*deep breath*

So, after a heated conversation yesterday afternoon, that ended with me being told that he "would take my phone of me and smash it" because I went over my cap last month (quite a lot over, I had no idea, and TBH I am going to call Vodafone and ask them to check the billing ,etc, I have had the same cap for 5 years and NEVER even come close to using it all, let alone going over by $400)
Anyway, I was furious. I am furious. DH has NEVER EVER pulled the "I earn the money" card on me in such a domineering way before and I don't like it.
He earns the money, it goes into an account in his name, I have recently given over the responsibility of paying the bills and the finances to him (I suck with money anyway, but I don't think he really aprreciated how much every really cost and how much of a PITA it is to have to worry about it, so let him do it now). Which I am happy with. Never concerned me before really. He transfers most of the money into another account I have access to, I have the debit card for it, and he doesn't question what I spend etc, so I don't feel controlled like that.

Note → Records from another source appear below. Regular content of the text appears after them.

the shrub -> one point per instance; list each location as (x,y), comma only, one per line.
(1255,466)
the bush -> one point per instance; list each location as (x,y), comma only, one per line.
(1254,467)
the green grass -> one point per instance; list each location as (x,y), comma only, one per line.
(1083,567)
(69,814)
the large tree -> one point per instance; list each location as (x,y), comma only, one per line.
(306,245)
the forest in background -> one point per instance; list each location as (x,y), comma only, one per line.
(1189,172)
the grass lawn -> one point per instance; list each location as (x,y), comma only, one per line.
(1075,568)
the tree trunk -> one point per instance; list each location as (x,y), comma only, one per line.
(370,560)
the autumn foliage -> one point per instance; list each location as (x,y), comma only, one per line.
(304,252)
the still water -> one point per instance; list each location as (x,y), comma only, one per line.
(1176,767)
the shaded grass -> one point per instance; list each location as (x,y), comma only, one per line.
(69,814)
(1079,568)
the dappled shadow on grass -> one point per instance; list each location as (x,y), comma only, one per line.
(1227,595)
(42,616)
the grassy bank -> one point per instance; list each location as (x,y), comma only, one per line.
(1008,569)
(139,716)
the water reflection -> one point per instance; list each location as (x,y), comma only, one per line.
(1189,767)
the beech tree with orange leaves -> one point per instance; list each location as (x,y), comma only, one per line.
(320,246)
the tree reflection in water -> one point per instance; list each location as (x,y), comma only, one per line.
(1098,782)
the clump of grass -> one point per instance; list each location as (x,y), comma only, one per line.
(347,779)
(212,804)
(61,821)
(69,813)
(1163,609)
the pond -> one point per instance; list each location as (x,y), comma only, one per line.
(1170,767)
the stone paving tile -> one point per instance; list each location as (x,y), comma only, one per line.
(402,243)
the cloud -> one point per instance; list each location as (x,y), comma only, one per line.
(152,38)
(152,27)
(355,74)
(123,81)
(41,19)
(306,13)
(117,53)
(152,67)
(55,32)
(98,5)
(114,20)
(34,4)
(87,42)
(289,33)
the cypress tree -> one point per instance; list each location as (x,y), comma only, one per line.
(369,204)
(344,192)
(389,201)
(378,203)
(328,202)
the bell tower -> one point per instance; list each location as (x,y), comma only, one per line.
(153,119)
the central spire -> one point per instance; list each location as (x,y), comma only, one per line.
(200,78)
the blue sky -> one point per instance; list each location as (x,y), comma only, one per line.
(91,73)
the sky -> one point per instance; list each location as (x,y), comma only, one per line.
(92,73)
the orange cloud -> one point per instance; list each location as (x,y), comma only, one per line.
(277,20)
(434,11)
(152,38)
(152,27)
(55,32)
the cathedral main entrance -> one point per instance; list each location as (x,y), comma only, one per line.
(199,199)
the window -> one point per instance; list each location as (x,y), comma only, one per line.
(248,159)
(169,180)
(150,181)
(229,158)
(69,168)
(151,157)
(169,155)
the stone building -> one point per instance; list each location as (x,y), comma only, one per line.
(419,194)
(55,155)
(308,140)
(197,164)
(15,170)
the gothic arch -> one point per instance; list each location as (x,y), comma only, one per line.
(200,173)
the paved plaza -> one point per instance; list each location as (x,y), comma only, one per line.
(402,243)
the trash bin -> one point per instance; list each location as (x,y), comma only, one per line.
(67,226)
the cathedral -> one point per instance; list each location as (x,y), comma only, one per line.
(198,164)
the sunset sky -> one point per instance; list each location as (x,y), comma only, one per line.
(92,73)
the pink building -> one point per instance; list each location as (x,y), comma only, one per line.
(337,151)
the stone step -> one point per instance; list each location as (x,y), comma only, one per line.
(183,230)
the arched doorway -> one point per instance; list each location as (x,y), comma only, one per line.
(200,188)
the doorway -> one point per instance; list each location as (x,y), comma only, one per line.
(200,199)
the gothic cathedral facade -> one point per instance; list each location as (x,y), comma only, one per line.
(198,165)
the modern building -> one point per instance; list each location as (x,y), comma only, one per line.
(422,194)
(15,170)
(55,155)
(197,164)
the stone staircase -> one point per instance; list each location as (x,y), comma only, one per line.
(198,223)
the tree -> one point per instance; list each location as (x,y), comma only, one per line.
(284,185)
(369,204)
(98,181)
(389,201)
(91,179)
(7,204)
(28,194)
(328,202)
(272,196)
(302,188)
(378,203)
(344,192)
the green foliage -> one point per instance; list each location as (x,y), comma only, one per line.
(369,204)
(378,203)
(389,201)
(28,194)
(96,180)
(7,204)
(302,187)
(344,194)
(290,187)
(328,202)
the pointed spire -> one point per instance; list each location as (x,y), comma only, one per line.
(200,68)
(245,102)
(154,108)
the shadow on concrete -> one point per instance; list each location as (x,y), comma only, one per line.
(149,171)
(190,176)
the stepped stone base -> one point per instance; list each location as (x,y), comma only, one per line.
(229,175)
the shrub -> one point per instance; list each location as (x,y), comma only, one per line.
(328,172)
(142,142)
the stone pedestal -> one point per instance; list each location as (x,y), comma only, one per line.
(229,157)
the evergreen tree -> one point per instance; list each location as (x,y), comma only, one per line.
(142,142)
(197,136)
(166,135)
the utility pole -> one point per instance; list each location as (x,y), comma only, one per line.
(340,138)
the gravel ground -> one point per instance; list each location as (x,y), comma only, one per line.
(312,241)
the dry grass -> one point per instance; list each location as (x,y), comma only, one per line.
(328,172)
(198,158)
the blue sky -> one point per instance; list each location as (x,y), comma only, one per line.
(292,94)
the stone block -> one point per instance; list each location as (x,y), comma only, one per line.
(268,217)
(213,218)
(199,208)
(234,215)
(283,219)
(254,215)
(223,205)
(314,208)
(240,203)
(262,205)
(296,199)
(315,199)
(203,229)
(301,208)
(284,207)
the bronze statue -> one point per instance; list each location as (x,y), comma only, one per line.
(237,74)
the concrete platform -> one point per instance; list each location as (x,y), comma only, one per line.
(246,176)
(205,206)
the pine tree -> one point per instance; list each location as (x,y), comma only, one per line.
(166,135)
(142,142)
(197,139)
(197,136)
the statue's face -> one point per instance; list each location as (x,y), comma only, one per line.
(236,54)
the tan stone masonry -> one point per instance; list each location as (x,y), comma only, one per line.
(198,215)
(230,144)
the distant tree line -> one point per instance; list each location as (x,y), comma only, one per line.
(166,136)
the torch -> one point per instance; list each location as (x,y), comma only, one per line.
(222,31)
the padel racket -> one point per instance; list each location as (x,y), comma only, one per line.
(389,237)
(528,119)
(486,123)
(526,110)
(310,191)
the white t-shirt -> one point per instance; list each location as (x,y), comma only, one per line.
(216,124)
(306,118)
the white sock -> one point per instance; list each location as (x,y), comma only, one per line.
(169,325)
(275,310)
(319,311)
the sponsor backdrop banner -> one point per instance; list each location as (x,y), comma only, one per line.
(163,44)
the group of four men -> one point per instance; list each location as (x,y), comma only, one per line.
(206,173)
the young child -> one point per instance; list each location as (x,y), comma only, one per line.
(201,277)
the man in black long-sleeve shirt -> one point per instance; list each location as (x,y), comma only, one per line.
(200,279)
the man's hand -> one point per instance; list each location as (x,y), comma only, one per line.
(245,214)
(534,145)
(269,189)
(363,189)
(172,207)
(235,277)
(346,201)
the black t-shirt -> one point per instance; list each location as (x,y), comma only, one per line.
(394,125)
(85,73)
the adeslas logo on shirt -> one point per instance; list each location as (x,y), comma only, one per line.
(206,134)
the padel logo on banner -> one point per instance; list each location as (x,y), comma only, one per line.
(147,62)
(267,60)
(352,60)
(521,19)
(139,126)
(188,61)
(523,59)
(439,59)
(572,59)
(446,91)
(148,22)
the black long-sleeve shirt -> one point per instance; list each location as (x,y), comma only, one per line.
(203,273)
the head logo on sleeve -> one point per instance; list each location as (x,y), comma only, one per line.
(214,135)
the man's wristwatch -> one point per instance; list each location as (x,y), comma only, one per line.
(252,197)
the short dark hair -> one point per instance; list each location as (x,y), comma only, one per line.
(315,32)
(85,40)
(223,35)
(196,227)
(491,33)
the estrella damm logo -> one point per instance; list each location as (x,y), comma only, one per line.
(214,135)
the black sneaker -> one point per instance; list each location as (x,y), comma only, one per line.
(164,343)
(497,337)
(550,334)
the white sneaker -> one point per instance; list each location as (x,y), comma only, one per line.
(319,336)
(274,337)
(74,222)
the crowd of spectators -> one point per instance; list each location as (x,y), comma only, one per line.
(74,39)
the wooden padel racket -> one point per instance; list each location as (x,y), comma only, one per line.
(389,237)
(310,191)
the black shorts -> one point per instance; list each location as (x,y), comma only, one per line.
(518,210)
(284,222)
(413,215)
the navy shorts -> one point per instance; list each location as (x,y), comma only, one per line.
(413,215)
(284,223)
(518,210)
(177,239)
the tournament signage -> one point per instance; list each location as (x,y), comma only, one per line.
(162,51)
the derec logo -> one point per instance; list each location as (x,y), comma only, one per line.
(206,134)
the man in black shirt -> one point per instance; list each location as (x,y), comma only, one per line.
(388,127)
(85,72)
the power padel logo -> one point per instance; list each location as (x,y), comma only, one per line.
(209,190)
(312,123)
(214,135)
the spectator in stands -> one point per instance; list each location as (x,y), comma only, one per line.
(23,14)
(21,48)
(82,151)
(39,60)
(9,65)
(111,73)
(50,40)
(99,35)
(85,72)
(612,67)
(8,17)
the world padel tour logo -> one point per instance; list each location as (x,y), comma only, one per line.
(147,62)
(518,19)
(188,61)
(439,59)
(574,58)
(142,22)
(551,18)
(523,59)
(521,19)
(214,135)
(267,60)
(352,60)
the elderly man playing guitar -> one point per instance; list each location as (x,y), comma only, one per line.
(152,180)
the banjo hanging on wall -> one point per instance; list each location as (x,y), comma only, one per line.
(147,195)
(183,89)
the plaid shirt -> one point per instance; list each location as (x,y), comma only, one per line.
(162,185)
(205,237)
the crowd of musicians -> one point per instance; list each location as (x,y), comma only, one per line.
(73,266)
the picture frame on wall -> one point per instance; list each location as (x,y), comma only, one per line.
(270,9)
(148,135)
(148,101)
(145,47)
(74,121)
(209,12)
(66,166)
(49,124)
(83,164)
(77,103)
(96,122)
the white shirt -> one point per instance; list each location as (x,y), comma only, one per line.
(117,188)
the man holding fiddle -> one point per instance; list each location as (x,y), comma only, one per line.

We are coming very very slowly back from a split in our relationship, that has been going on for most of the year. And I am still not sure how much I am forcing myself to stay, how much because I am scared to leave and how much is because I really do love him. This last night though has made me seriously reconsider what I am doing.

I went in to his study about 15mins after his comment and asked him if he wants me to bill him weekly, fortnightly or monthly. He asked for what. I said, "Raising your children, cleaning your house, doing your washing and cooking your meals." He is such an arrogant ***** sometimes, I honestly don't know if I can do this. He said that I should write up an itemeised list of expenses for him to look at. I told him he better think about it carefulyl, not sure he can actually afford me.


I am in a situation where I can get no assistance from CL - I don't work, but I am studying FT, but that doesn't matter, because he earns too much money.
I need some advice. I want to begin to become financially independent. And if I am being completely honest, I want to do it so he doesn't know, and so I can leave him. I am not happy and this is just sucha clear smack in the face of how our relationship functions, it is scary. I don't like him.

So, how do I begin to do this? Is it amatter of just squirreling away a couple of hundred dollars a week into a secret bank account? Is there some way I can apply to CL to be considered independent of my husband? I hate this. I hate that I have let myself become so dependent on a someone else. I hate that I don't have teh security and autonomy in my own life to pack up and leave my husband, all becuase I have no money of my own.